Thin Film Electronics announces full financials for 2011
Thin Film foresees two important revenue sources sales of its own manufactured products and licensing/royalty revenue
|16 April 2012|
Thin Film Electronics (ThinFilm) revenues amounted to NOK 1.8 million in 2011, with approximately NOK, with 1.7 million recognised as government grants.
Sales revenue in 2011 amounted to NOK 0.1 million, and was related to sales of technology demonstration kits, engineering work and product development projects provided to strategic customers and partners.
Company payroll costs amounted to NOK 16.6 million, including the notional (non-cash) cost of share-based compensation of NOK 4.0 million. The increase in payroll costs for 2011 was due increases in R&D resources to accelerate technical development work and to meet the increasing interest from potential customers and partners. At the end of 2011, there were 14 full-time employees, compared to 7 full-time employees at the end of 2010.
Thinfilm operates at a loss and does not have assets suitable for secured borrowing.
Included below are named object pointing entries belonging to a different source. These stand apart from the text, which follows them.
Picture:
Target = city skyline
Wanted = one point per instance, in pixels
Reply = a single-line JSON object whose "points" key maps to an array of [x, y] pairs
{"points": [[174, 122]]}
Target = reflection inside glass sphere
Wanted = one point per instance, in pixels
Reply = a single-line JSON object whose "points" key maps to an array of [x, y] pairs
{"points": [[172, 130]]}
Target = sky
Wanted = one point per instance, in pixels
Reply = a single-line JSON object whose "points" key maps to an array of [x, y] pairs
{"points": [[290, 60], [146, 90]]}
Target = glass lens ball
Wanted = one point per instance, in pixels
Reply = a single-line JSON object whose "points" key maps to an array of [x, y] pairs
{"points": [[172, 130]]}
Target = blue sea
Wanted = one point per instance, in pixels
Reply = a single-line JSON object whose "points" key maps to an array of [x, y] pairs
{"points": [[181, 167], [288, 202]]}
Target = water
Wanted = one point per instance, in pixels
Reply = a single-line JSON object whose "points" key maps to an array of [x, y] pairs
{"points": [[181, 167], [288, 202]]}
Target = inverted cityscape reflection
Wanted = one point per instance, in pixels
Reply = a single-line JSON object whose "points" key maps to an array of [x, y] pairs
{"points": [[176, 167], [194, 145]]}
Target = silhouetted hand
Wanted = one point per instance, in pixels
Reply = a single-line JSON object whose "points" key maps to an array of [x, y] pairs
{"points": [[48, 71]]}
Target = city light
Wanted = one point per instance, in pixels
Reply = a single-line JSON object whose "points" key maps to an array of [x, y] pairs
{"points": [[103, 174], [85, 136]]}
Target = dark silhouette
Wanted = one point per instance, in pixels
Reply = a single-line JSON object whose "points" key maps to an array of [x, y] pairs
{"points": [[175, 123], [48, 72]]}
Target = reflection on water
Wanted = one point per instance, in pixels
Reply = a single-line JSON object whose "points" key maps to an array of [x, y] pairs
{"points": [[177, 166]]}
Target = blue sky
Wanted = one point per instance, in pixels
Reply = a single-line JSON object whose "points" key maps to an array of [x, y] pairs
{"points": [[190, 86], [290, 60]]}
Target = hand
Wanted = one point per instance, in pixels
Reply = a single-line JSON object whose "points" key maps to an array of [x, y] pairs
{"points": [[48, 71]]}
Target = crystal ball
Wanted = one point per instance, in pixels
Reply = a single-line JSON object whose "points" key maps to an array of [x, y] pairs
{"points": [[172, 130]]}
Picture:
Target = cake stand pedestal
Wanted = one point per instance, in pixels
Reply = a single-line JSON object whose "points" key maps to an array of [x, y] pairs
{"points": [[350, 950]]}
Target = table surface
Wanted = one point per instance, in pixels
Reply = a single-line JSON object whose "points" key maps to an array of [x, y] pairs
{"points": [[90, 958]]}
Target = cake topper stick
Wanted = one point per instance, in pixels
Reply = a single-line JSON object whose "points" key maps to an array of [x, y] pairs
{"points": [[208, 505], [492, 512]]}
At the date of the annual report, theThinFilm’s cash position is adequate to cover all projected expenses for the rest of 2012 and into 2013. Furthermore, with the additional liquidity expected from the outstanding and proposed warrants, the Company expects to be funded into 2014.
Going forward, Thinfilm foresees two important revenue sources: (i) Sales of its own manufactured products and (ii) licensing/royalty revenue, where partners and customers pay for using the Company’s intellectual property rights (IPR).
Thinfilm’s ability to earn revenue partly depends on continued successful technology and product development as well as the Company’s ability to legally protect its IPR. This is, in turn, dependent on the Company’s ability to attract and retain competent staff and the adequacy of Thinfilm’s patenting and other IPR-protection activities.
Thinfilm is not aware of directly competing technologies to its printed memory.